The customer starts with a 5 star until proven otherwise. Example: I gave out a mercy 2 to some drunk jerk who started smoking in my car and then later tells me he was high on drugs.


----------



## secretadmirer (Jul 19, 2015)

cool


----------



## jetboatjohnny (Jan 21, 2015)

Anyone getting a $4 ride without a tip gets a 4


----------



## Jason2k15 (Jul 31, 2015)

jetboatjohnny said:


> Anyone getting a $4 ride without a tip gets a 4


Karma can be a B*tch. I am just curious, what's your rating?


----------



## jetboatjohnny (Jan 21, 2015)

Jason2k15 said:


> Karma can be a B*tch. I am just curious, what's your rating?

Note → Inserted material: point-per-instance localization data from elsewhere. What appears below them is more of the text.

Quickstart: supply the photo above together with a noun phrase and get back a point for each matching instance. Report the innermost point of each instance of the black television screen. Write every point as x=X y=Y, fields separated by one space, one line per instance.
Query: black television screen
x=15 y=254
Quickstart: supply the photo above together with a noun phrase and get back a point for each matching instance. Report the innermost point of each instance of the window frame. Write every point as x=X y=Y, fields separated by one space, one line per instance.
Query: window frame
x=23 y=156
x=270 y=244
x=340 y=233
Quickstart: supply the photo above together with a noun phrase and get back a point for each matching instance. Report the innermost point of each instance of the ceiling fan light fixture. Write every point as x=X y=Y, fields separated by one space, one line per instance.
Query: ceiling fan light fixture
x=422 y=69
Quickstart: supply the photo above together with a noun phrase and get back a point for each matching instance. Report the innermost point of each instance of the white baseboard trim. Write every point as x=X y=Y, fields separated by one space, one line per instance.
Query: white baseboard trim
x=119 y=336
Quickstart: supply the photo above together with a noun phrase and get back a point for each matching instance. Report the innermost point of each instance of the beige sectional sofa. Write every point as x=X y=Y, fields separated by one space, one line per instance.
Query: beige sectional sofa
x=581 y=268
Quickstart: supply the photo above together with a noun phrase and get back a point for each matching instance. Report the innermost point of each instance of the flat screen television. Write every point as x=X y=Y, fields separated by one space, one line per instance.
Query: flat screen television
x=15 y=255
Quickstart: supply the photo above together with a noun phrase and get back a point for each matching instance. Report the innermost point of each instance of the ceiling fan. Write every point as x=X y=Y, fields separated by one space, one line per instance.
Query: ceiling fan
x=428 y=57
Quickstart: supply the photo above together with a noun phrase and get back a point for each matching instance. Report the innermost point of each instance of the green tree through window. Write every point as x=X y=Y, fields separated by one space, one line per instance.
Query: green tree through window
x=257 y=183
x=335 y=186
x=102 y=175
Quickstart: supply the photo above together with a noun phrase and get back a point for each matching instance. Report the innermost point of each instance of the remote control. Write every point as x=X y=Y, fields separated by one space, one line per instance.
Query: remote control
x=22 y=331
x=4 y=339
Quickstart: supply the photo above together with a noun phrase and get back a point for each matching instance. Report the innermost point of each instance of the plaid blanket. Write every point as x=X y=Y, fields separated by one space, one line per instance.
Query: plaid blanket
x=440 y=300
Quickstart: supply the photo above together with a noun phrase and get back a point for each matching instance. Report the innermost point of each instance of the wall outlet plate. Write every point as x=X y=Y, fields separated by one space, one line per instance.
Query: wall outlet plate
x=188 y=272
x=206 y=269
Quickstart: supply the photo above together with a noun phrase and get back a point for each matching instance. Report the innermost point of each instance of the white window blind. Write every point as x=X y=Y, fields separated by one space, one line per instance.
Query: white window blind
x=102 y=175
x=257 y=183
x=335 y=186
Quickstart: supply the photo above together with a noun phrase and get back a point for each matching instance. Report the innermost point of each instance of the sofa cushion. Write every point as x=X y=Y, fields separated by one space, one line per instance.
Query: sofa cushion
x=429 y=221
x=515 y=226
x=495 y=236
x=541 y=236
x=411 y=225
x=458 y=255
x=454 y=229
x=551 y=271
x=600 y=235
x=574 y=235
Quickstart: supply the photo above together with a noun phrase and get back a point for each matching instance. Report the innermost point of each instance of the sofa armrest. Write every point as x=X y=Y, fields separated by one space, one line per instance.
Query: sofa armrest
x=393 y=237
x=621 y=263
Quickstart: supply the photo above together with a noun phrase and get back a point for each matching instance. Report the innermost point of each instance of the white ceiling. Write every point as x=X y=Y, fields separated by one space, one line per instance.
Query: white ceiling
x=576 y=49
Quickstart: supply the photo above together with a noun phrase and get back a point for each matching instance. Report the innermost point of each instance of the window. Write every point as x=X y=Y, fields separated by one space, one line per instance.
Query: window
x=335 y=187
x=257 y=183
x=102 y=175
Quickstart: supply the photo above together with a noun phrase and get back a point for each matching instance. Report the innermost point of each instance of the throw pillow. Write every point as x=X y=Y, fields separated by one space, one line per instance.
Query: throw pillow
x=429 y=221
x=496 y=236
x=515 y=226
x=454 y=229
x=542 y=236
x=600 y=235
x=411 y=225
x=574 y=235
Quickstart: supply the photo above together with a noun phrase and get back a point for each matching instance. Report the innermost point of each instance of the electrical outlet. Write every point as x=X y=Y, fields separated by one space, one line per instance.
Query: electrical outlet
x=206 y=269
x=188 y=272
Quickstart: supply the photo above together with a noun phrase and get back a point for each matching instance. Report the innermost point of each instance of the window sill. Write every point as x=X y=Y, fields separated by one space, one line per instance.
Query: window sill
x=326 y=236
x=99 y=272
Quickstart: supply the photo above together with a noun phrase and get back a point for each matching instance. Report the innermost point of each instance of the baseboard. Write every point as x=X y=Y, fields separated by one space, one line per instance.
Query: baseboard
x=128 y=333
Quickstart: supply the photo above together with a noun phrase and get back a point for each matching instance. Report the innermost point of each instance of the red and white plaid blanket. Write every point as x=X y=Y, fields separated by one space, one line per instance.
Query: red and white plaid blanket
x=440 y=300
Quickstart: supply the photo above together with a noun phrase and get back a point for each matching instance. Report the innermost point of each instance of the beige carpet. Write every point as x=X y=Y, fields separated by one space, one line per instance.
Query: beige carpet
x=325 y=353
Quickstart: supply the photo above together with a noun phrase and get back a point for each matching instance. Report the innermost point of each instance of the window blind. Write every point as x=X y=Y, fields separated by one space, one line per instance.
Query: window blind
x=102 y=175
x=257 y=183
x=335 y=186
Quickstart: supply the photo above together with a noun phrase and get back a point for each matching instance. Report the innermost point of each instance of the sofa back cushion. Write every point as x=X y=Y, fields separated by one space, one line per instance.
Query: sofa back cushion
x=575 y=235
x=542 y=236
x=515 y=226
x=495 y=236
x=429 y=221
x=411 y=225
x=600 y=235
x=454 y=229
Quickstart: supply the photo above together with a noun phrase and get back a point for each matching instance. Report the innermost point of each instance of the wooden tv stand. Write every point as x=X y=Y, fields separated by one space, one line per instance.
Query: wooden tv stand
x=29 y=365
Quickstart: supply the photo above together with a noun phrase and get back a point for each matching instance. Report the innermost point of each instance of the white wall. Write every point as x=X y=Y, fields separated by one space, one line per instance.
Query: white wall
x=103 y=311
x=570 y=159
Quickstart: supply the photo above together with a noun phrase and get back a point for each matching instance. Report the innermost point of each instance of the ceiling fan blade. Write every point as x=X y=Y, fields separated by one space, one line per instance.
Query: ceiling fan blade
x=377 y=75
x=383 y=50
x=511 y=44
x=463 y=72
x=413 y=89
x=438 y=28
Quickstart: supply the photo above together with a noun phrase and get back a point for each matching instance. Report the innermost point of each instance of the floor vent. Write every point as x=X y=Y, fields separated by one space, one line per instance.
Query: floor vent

4.83 I got over 3000 rides in 18 months. My new rating system doesn't apply to my locals, just when I am in OC/LA. Most $4 rides here are $5, it is a dollar more to start.


----------



## Jason2k15 (Jul 31, 2015)

jetboatjohnny said:


> 4.83 I got over 3000 rides in 18 months. My new rating system doesn't apply to my locals, just when I am in OC/LA. Most $4 rides here are $5, it is a dollar more to start.


Wow, that is awesome. I am 4.81 after 43 rides. Just starting out really. 4.94 was my highest fluctuating rate before I lost the 5.0


----------